Reputation: 15772
I am using Python-2.6 CGI
scripts but found this error in server log while doing json.dumps()
,
Traceback (most recent call last):
File "/etc/mongodb/server/cgi-bin/getstats.py", line 135, in <module>
print json.dumps(__getdata())
File "/usr/lib/python2.7/json/__init__.py", line 231, in dumps
return _default_encoder.encode(obj)
File "/usr/lib/python2.7/json/encoder.py", line 201, in encode
chunks = self.iterencode(o, _one_shot=True)
File "/usr/lib/python2.7/json/encoder.py", line 264, in iterencode
return _iterencode(o, 0)
UnicodeDecodeError: 'utf8' codec can't decode byte 0xa5 in position 0: invalid start byte
Here, __getdata()
function returns a dictionary.
Before posting this question, I read this question on SO. How do I resolve this error?
Upvotes: 435
Views: 2195352
Reputation: 724
The problem is simple: some non ascii text has been encoded to bytes with a different encoding from the one you are using. (Of course if you don't have "special-chars" the charset does not matter much)
Example:
my_text = "Temp in °"
my_encoded_text = bytes(my_text,'iso-8859-1')
my_encoded_text.decode('utf-8')
This will throw the error:
UnicodeDecodeError: 'utf-8' codec can't decode byte 0xb0 in position 8: invalid start byte
whereas if you use the same charset to decode it
my_text = "Temp in °"
my_encoded_text = bytes(my_text,'iso-8859-1')
my_encoded_text.decode('iso-8859-1')
'Temp in °'
If you don't know the charset that has been used to perform the encoding, and you're dealing with a file, then you can use 'chardet' (install it first wink, wink).
import chardet
file_name = 'the_file_you_want_to_read.csv'
with open(file_name, 'rb') as f:
result = chardet.detect(f.read())
detected_charset = result['encoding']
You can use the detected_charset to decode the file.
Upvotes: 2
Reputation: 23439
There are a lot answers here that suggest to use one encoding or the other to make the error go away. I think you really shouldn't do that. For example, if you're trying to load a CSV file into memory using pandas etc., then using encodings like latin1
or unicode_escape
will get rid of the error but will produce gibberish for the actual row that is giving the error and you will just silently lose data.
If you get this error and you absolutely know the problem is related to encoding, then the solution is to figure out the correct encoding; e.g. datasets are usually accompanied by another dictionary for the metadata; webpages have their encoding in their header etc., or just ask the people who prepared the data etc.

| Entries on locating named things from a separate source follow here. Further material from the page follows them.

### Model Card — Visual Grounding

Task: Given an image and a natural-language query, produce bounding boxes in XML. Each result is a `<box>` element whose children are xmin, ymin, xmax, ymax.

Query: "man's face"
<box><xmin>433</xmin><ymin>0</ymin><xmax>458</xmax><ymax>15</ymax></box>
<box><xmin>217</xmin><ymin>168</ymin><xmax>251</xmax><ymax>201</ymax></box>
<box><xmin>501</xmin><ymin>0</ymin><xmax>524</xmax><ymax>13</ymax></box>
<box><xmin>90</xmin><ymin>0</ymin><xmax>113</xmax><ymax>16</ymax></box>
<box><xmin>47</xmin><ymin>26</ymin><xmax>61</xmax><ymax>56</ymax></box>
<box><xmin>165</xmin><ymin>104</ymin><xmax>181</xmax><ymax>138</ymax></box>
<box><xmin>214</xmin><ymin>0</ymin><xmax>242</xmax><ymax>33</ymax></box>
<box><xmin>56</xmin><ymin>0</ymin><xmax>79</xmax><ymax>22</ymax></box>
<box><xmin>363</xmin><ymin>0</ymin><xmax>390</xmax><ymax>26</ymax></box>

However, the error might also signal that what you're attempting is not supposed to be done. For example, if you try to decode an image file read as a bytes object, it will throw the error in the title, but realistically, you never are supposed to do it.
with open("myimage.png", "rb") as f:
data = f.read()
data.decode() # UnicodeDecodeError: 'utf-8' codec can't decode byte 0x89 in position 0: invalid start byte
You probably want to read the image into a numeric array in the first place, so the solution is to use a dedicated image reader module instead and convert the data into an array without the middleman process of decoding a bytes.
from PIL import Image
import numpy as np
data = np.array(Image.open("myimage.png"))
Upvotes: 0
Reputation: 4604
If you get this error when trying to read a csv file, the read_csv()
function from pandas
lets you set the encoding:
import pandas as pd
data = pd.read_csv(filename, encoding='unicode_escape')
Upvotes: 426
Reputation: 8998
By default open function has io attribute 'r' as in read only. This can be set to 'rb' as in read binary.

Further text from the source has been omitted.